I have pots seeds and soil ready,just have to set them up.


----------



## goshengirl (Dec 18, 2010)

I was going to do some herb growing in the greenhouse this fall (we have a smaller, non-permanent type greenhouse), but there are too many other projects going on right now. Hopefully next fall....


----------



## Davarm (Oct 22, 2011)

I have Collards, Kale, Beets and Carrots.

I normally dont have a fall garden, if I dont wait until the grasshoppers die off it doesn't stand a chance. 

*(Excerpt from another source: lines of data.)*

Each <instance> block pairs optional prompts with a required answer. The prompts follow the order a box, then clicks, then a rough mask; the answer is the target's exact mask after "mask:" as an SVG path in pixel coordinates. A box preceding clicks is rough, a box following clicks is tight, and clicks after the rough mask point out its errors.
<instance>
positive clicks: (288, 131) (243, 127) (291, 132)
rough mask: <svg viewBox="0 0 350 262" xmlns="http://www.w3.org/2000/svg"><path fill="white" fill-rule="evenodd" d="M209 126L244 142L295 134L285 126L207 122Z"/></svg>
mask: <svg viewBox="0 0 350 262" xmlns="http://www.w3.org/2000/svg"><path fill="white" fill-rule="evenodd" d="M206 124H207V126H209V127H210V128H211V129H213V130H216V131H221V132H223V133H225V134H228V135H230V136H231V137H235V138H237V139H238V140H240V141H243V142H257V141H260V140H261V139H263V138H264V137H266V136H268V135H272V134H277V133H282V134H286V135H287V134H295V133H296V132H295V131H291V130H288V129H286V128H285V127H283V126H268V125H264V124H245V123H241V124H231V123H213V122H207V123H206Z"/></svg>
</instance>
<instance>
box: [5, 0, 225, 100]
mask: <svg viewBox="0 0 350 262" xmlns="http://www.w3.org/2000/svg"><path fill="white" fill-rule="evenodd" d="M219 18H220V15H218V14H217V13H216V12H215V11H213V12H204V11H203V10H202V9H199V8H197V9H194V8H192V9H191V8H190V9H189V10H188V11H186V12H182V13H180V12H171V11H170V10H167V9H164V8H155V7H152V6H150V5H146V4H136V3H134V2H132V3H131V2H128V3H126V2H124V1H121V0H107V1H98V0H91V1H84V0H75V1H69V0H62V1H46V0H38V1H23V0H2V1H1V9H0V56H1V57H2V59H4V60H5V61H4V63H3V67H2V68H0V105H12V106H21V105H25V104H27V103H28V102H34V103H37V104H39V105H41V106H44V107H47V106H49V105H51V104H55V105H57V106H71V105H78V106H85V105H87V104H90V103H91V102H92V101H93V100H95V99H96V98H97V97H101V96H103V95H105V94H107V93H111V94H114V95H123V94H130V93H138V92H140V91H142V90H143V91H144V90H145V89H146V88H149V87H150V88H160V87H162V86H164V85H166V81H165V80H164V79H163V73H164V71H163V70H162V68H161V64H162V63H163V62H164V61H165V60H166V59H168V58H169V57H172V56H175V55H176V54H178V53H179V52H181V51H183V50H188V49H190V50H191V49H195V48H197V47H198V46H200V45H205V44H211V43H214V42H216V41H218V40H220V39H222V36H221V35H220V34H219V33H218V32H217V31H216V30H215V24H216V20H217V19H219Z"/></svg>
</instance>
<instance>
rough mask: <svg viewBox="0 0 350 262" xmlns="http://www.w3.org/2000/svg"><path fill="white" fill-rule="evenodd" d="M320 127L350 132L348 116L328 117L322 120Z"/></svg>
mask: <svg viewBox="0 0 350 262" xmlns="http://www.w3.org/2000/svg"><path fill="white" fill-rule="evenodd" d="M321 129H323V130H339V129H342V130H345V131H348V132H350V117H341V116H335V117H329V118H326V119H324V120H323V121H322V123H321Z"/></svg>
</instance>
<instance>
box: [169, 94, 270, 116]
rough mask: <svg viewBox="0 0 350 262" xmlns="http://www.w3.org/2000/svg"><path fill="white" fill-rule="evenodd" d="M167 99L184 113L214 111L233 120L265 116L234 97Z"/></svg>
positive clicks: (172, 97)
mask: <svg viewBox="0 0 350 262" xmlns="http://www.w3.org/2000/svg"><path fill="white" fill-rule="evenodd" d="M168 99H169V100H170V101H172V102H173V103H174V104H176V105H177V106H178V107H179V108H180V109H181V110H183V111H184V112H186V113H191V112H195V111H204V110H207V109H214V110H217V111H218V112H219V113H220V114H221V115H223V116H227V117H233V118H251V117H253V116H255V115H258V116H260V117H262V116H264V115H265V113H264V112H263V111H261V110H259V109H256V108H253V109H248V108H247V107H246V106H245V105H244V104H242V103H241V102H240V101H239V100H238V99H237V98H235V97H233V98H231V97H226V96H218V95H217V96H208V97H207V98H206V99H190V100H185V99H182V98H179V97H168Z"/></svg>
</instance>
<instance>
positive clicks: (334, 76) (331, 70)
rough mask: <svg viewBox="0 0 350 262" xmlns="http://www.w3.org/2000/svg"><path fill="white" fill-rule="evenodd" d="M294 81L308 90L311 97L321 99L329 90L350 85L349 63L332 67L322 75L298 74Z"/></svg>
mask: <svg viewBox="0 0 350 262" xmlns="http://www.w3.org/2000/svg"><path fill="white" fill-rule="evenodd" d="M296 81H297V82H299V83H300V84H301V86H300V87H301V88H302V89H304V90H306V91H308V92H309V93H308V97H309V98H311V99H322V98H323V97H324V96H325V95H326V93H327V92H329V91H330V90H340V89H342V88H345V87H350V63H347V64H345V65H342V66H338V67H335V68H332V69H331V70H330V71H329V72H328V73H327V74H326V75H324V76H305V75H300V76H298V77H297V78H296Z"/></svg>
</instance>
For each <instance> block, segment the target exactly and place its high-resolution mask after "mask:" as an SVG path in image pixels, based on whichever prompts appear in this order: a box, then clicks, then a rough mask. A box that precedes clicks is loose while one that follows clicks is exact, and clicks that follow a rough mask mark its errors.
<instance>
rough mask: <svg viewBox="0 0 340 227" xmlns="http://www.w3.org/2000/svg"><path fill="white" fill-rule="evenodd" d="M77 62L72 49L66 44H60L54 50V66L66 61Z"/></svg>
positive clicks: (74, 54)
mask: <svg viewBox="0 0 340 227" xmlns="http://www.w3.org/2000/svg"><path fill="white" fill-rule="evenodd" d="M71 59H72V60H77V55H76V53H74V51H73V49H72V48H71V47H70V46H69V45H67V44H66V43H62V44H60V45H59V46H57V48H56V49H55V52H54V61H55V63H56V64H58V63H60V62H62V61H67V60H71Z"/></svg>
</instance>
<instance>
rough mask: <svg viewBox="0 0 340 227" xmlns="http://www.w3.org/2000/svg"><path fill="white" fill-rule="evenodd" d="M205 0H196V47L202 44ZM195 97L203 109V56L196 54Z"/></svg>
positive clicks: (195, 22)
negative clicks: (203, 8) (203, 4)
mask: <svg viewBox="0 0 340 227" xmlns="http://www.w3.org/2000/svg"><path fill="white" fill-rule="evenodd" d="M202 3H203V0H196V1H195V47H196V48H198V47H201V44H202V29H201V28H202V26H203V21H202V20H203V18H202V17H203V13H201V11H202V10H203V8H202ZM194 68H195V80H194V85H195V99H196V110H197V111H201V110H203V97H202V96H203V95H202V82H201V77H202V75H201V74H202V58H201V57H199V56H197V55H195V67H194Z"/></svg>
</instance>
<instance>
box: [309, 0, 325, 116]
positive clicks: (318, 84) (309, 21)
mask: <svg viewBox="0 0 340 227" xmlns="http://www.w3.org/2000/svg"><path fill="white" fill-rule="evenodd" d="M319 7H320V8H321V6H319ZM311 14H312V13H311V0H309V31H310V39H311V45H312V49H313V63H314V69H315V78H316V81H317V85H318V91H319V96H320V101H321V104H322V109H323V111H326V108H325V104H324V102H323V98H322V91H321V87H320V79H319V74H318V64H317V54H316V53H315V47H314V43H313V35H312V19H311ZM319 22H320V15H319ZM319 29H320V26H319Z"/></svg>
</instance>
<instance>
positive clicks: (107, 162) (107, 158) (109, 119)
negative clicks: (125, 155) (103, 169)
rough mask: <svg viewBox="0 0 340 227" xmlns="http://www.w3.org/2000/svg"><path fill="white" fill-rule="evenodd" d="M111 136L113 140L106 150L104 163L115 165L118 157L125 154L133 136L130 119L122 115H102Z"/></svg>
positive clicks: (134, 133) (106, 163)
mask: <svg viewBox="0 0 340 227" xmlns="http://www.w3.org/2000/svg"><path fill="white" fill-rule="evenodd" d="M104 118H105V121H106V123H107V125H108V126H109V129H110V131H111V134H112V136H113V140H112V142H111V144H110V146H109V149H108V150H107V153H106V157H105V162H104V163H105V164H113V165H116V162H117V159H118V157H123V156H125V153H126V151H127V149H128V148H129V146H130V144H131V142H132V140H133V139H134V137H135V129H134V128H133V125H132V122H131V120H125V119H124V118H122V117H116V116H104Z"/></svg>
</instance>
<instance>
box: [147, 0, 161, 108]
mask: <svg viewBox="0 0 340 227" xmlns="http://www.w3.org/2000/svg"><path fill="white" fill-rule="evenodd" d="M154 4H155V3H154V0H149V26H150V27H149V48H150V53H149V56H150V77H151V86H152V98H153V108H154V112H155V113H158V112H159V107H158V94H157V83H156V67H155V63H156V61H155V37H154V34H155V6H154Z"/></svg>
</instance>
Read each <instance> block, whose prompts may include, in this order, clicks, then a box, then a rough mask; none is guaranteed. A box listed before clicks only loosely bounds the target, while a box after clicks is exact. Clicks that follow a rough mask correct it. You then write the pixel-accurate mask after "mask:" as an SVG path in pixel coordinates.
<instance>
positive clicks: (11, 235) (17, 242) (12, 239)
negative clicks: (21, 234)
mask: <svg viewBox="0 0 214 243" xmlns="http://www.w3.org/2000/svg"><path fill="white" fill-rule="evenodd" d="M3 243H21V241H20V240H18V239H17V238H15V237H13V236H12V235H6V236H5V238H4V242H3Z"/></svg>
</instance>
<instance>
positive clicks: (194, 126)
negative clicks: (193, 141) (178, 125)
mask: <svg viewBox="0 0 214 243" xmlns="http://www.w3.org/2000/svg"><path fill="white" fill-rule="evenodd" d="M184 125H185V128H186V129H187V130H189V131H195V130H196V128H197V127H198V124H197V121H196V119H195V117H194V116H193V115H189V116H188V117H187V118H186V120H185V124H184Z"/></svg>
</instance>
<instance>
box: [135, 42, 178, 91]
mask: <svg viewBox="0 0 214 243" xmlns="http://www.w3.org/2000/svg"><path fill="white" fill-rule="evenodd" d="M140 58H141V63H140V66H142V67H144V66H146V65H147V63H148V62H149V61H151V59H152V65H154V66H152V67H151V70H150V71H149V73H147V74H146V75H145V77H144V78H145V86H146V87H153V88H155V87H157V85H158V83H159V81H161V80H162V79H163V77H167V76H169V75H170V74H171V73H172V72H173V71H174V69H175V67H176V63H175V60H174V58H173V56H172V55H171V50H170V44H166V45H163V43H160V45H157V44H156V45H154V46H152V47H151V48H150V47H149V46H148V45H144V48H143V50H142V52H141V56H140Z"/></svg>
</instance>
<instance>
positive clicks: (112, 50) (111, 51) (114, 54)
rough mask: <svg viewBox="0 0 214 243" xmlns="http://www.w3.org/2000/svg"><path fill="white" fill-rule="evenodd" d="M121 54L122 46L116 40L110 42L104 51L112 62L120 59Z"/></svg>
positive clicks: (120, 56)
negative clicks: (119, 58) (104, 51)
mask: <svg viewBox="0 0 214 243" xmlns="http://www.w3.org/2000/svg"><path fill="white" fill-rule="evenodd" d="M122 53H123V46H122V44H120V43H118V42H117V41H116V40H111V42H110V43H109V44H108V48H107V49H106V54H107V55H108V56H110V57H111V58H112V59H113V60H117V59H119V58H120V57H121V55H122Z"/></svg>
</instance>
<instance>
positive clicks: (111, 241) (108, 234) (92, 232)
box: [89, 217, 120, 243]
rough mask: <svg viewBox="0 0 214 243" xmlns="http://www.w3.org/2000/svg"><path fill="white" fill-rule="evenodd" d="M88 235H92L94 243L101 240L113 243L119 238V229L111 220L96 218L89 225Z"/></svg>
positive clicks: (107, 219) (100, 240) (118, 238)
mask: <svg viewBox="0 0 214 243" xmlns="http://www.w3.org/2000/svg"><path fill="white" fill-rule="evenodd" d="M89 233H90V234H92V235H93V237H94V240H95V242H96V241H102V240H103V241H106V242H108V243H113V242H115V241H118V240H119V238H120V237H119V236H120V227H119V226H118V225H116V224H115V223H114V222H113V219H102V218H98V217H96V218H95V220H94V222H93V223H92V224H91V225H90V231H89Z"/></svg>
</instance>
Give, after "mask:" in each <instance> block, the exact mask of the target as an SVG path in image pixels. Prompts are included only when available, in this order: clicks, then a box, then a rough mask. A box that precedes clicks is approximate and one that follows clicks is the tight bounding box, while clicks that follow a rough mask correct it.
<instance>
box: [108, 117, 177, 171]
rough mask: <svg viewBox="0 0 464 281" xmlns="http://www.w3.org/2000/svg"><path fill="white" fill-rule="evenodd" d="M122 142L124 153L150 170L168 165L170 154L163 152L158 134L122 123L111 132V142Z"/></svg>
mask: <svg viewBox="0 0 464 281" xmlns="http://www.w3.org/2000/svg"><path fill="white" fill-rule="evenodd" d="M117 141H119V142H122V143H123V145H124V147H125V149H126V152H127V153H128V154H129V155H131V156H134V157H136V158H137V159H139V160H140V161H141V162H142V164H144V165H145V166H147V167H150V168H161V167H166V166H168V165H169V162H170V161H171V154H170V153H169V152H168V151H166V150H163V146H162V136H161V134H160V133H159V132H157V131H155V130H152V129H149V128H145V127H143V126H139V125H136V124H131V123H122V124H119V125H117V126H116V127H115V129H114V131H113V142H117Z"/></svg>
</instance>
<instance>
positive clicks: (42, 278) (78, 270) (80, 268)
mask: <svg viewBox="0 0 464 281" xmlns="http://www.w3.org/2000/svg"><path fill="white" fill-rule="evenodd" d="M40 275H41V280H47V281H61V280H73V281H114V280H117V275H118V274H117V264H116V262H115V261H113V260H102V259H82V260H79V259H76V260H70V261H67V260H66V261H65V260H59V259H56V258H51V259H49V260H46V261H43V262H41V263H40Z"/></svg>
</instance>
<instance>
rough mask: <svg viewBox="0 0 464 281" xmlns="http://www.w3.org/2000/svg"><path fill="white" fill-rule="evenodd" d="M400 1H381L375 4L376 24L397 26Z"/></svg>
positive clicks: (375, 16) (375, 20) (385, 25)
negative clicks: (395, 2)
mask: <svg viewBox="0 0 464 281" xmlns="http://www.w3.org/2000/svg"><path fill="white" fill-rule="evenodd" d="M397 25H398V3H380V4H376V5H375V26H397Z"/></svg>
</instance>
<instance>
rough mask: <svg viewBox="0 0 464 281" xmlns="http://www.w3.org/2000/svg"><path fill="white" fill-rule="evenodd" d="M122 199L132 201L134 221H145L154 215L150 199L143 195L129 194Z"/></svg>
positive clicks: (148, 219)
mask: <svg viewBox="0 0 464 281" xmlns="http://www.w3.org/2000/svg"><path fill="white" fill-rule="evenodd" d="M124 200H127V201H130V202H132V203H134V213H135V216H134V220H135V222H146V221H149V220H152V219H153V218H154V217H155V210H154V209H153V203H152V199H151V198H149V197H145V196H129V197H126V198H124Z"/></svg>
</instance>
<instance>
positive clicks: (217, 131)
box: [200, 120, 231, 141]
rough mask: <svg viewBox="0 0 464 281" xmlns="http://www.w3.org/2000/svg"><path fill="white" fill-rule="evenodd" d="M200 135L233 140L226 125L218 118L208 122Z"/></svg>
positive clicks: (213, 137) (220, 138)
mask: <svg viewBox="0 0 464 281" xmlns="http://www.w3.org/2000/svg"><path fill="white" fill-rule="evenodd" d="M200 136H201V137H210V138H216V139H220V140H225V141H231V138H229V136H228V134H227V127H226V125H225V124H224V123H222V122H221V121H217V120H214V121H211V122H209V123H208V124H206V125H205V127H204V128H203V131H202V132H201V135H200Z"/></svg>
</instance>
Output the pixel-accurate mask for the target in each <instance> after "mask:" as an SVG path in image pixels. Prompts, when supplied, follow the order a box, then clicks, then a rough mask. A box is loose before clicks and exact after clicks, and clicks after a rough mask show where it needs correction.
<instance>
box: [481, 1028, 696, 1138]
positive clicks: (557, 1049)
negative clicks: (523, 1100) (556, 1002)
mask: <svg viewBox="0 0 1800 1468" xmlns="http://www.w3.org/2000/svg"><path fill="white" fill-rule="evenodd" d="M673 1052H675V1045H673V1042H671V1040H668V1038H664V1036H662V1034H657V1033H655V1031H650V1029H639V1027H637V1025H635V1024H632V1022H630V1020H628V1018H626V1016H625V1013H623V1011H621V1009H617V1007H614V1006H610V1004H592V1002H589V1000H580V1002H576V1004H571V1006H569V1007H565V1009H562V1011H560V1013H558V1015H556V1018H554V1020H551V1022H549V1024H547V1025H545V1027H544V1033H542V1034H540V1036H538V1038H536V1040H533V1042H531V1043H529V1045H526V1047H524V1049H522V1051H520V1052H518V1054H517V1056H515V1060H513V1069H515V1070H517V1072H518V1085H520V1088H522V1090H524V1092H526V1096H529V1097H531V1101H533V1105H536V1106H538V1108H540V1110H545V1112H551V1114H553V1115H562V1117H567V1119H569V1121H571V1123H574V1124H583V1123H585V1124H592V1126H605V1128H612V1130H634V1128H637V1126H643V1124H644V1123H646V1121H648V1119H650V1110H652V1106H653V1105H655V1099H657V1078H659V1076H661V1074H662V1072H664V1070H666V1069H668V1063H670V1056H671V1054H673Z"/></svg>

We had the first frost last week and the bugs gone so I decided to give it a try this year.


----------



## kejmack (May 17, 2011)

We had our first frost last week, too, and unfortunately it seems that all the grasshoppers survived! Go figure.


----------



## Wanderer0101 (Nov 8, 2011)

I'm picking a lot of fall tomatoes and still have green beans, bell peppers, okra and egg plant producing. Also looks like I'm getting another crop of habaneros. I've planted broccoli, cauliflower, cabbage, kale, collards, mustard greens and something new called flower sprouts which is a cross between brussel sprouts and kale. All that stuff is growing like weeds at the moment.


----------



## mamacita (Aug 17, 2011)

I have tomatoes, field peas, eggplant, peppers, bok choy, and cilantro still growing from my August planting. There are also some small okra plants and herbs. As for the fall planting, the broccoli and collards are young, but looking good. There are a couple of pumpkin forming. I just planted chard, spinach, beets, and peas. Once I clear space, I'll start the carrots. The Oranges, grapefruit, and lemons are starting to ripen.


----------



## sailaway (Mar 12, 2009)

We had our first frost last week and was heavy enough to do my garden in. I planted about 20 pots full of tomatoes & peppers, didn't get much this year, hardly worth the effort. I did manage to harvest a few peppers before the frost hit. I am rethinking my soil mixture and will reformulate it for next year. I also neet to move the pots to where they will get more sun later in the growing season. I was just to lazy to do it this year. I did learn alot though.:2thumb:


----------



## Viking (Mar 16, 2009)

Because night time temps are so low I started growing tomatoes in large pots. I put them out on the deck next to the house and the warmth coming off of the West wall allowed them to bloom up to when it started getting too cold to leave them outside about two weeks ago and since I brought them into the sun room a number of tomatoes are growing on them. One tomato plant is now two years old but it didn't blossom so I'll have to see if bringing it in makes a difference, if not I'll put it out of it's misery.


----------